Time limit: 3.000 seconds

  Coin Change 

Suppose there are 5 types of coins: 50-cent, 25-cent, 10-cent, 5-cent, and 1-cent. We want to make changes with these coins for a given amount of money.

For example, if we have 11 cents, then we can make changes with one 10-cent coin and one 1-cent coin, two 5-cent coins and one 1-cent coin, one 5-cent coin and six 1-cent coins, or eleven 1-cent coins. So there are four ways of making changes for 11 cents with the above coins. Note that we count that there is one way of making change for zero cent.

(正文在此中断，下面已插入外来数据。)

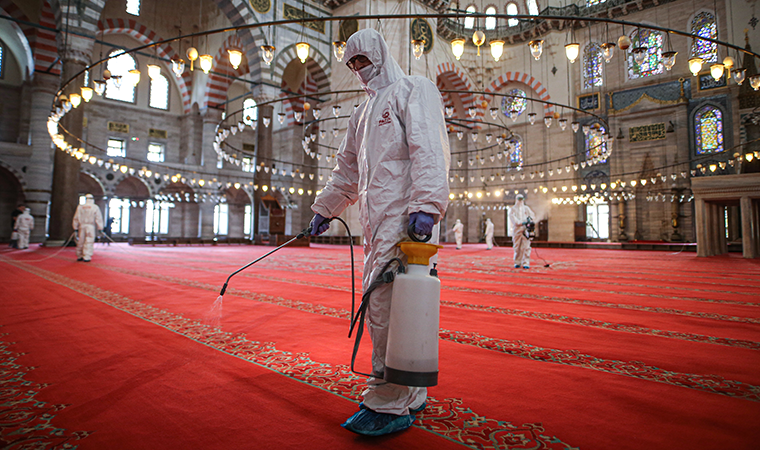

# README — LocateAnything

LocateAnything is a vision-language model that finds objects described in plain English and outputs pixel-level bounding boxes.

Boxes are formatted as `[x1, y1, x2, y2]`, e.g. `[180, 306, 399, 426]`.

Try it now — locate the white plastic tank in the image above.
[384, 242, 441, 386]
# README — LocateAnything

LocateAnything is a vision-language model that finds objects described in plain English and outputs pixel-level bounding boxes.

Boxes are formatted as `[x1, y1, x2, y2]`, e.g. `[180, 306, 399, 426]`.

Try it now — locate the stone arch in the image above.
[98, 19, 192, 113]
[203, 35, 248, 107]
[273, 44, 332, 92]
[274, 45, 330, 125]
[113, 175, 151, 200]
[0, 164, 25, 240]
[478, 72, 554, 115]
[435, 62, 475, 117]
[0, 160, 27, 191]
[77, 170, 107, 198]
[209, 0, 274, 79]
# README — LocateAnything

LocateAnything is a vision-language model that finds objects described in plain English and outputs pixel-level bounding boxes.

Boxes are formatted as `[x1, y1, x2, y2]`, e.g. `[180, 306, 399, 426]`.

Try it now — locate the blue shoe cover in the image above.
[409, 402, 427, 414]
[341, 409, 414, 436]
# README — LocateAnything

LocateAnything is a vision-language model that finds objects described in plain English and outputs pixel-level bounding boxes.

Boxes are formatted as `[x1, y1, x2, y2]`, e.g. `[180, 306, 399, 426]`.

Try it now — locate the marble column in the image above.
[46, 35, 93, 245]
[739, 195, 760, 258]
[199, 200, 216, 239]
[24, 73, 63, 242]
[253, 104, 274, 235]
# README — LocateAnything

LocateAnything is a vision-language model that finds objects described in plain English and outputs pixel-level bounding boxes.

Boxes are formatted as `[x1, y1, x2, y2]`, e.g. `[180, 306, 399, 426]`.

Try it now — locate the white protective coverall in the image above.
[509, 196, 536, 267]
[13, 208, 34, 249]
[451, 219, 464, 250]
[312, 29, 450, 415]
[486, 219, 493, 250]
[72, 194, 103, 261]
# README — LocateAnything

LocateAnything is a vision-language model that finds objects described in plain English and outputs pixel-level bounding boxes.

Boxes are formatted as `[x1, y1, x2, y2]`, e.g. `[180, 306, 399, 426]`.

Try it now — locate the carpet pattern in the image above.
[0, 245, 760, 450]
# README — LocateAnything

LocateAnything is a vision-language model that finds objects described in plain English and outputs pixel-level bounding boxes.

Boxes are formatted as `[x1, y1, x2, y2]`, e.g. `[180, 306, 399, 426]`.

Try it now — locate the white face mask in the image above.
[354, 64, 377, 85]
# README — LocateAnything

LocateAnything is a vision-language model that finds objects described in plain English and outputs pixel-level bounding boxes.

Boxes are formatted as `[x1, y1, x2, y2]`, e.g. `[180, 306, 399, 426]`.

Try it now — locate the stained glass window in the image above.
[525, 0, 538, 16]
[694, 106, 723, 154]
[691, 12, 718, 62]
[486, 6, 496, 30]
[628, 30, 664, 80]
[507, 3, 520, 27]
[507, 135, 522, 167]
[243, 98, 259, 127]
[586, 125, 607, 162]
[106, 50, 136, 103]
[501, 89, 528, 117]
[464, 5, 478, 30]
[583, 42, 602, 89]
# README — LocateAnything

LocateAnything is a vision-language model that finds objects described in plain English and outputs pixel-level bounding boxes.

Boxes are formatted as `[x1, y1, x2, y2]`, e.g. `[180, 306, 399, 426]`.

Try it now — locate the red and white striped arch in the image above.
[0, 0, 61, 75]
[486, 72, 554, 115]
[203, 35, 248, 107]
[435, 62, 475, 117]
[98, 19, 192, 113]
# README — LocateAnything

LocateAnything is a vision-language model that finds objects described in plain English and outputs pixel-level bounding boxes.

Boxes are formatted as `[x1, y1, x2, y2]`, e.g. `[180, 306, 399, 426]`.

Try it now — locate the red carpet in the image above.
[0, 245, 760, 450]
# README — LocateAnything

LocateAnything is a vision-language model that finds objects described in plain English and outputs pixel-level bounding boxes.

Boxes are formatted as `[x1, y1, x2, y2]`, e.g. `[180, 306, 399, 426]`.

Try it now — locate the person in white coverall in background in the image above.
[13, 208, 34, 249]
[451, 219, 464, 250]
[486, 219, 493, 250]
[72, 194, 103, 262]
[311, 29, 450, 436]
[509, 194, 536, 269]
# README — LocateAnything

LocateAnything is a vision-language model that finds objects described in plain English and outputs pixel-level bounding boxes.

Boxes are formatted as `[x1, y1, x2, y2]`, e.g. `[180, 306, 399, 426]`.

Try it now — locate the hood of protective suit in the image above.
[345, 28, 404, 96]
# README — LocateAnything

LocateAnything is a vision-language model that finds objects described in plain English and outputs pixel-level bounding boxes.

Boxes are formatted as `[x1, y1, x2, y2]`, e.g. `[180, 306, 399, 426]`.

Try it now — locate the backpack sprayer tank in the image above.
[384, 242, 443, 386]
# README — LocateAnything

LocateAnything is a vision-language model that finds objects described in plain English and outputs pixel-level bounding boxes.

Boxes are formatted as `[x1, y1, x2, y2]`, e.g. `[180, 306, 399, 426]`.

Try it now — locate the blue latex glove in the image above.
[409, 212, 435, 235]
[311, 214, 330, 236]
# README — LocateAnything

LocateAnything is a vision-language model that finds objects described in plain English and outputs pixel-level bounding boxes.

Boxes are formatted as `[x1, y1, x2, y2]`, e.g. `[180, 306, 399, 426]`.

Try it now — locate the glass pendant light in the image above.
[489, 39, 504, 62]
[227, 48, 243, 70]
[412, 39, 425, 59]
[528, 39, 544, 61]
[296, 42, 311, 64]
[333, 41, 346, 62]
[451, 38, 465, 61]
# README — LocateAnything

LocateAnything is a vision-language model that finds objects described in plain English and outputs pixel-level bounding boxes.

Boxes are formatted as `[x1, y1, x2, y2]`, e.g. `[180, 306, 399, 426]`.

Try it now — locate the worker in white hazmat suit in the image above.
[13, 208, 34, 249]
[451, 219, 464, 250]
[311, 29, 450, 435]
[486, 219, 493, 250]
[72, 194, 103, 262]
[509, 194, 536, 269]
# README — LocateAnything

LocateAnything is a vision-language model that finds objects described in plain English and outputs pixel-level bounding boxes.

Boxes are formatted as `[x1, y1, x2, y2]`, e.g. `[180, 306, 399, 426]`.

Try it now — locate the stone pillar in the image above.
[694, 198, 710, 256]
[252, 105, 274, 235]
[739, 195, 760, 258]
[128, 202, 145, 241]
[196, 108, 222, 171]
[24, 73, 59, 242]
[670, 190, 683, 242]
[618, 200, 628, 242]
[199, 201, 216, 239]
[227, 203, 245, 238]
[43, 35, 93, 245]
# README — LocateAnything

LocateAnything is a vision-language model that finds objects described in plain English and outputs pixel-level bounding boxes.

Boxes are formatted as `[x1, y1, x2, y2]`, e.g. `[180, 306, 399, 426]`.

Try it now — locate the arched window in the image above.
[507, 3, 520, 27]
[106, 50, 137, 103]
[628, 30, 663, 80]
[691, 12, 718, 62]
[486, 6, 496, 30]
[501, 89, 528, 117]
[586, 124, 607, 162]
[583, 42, 603, 89]
[507, 134, 522, 167]
[214, 203, 229, 236]
[525, 0, 538, 16]
[694, 105, 723, 154]
[464, 5, 478, 30]
[150, 74, 169, 109]
[243, 98, 259, 127]
[127, 0, 140, 16]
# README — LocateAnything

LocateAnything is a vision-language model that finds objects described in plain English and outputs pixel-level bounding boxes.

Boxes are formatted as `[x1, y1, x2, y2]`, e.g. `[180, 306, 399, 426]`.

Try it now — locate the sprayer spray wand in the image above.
[219, 225, 311, 297]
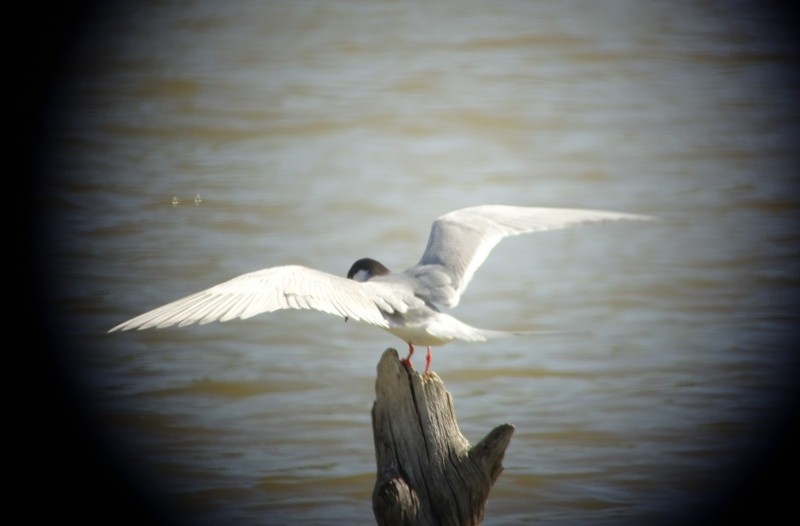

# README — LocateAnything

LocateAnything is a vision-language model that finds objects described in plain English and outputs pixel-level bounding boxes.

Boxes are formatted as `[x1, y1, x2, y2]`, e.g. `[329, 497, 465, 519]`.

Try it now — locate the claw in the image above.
[400, 343, 416, 372]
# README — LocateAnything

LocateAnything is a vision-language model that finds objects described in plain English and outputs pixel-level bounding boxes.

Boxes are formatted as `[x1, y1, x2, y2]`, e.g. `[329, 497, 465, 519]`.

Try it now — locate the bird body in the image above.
[109, 205, 652, 372]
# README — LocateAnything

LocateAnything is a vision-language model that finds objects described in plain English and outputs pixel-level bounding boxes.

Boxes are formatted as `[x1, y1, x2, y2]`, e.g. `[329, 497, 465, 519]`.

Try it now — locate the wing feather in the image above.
[406, 205, 653, 307]
[109, 265, 394, 332]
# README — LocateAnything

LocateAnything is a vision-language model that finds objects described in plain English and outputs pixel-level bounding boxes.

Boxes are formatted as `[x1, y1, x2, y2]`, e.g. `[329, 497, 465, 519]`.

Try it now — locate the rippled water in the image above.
[36, 0, 800, 525]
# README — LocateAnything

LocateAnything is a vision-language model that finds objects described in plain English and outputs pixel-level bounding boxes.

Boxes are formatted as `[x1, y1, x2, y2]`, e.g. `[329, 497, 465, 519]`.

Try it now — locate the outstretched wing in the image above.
[406, 205, 652, 307]
[108, 265, 419, 332]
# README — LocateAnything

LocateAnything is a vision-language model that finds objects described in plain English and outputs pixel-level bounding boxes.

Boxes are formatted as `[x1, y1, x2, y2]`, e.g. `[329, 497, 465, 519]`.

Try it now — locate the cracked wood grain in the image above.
[372, 349, 514, 526]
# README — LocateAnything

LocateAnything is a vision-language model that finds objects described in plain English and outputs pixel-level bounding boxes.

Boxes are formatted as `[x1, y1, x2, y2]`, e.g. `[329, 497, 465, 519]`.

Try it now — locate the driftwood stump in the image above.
[372, 349, 514, 526]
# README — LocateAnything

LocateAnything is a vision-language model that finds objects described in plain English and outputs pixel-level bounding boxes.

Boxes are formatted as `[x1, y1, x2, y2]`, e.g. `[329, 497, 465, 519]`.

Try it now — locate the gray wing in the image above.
[108, 265, 420, 332]
[406, 205, 652, 307]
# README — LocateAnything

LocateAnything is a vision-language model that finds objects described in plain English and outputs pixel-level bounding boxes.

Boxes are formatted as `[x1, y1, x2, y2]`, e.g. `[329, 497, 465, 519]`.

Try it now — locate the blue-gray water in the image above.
[35, 0, 800, 525]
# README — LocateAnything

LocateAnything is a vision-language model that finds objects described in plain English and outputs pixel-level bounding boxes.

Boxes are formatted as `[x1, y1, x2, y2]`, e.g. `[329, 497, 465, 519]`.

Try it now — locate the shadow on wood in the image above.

Write a program to find the total number of different ways of making changes for any amount of money in cents. Your program should be able to handle up to 7489 cents.

Input 

The input file contains any number of lines, each one consisting of a number for the amount of money in cents.

Output 

For each input line, output a line containing the number of different ways of making changes with the above 5 types of coins.

Sample Input 

11
26

Sample Output 

4
13

---

Miguel Revilla 
2000-08-14

題意是給你1,5,10,25,50各5種面值，問你一個數n能拆成多少種面值？

思路是一個遞推的DP，注意不要合起來累加，會造成重複。

#include <cstdio>
#include <cmath>
#include <algorithm>
#include <iostream>
#include <cstring>
#include <map>
#include <string>
#include <stack>
#include <cctype>
#include <vector>
#include <queue>
#include <set>


using namespace std;
//#define Online_Judge
#define outstars cout << "***********************" << endl;
#define clr(a,b) memset(a,b,sizeof(a))

#define FOR(i , x , n) for(int i = (x) ; i < (n) ; i++)
#define FORR(i , x , n) for(int i = (x) ; i <= (n) ; i++)
#define REP(i , x , n) for(int i = (x) ; i > (n) ; i--)
#define REPP(i ,x , n) for(int i = (x) ; i >= (n) ; i--)
const int MAXN = 10000 + 5;
const int maxw = 100 + 20;
const int MAXNNODE = 1000000 +10;
const long long LLMAX = 0x7fffffffffffffffLL;
const long long LLMIN = 0x8000000000000000LL;
const int INF = 0x7fffffff;
const int IMIN = 0x80000000;
#define eps 1e-8
#define mod 1000000007
typedef long long LL;
const double PI = acos(-1.0);
typedef double D;
typedef pair<int , int> pi;
int dp[MAXN];
int coin[5] = {1 , 5 , 10 , 25 , 50};
int main()
{
    //ios::sync_with_stdio(false);
#ifdef Online_Judge
    freopen("in.txt","r",stdin);
    freopen("out.txt","w",stdout);
#endif // Online_Judge
    int n;
    dp[0] = 1;
    for(int k = 0 ; k < 5 ; k++)
    {
        for(int i = 0 ; i <= MAXN ; i++)
        {
            dp[i + coin[k]] += dp[i];
        }
    }

    while(~scanf("%d" , &n))
    {
        printf("%d\n" , dp[n]);
    }
    return 0;
}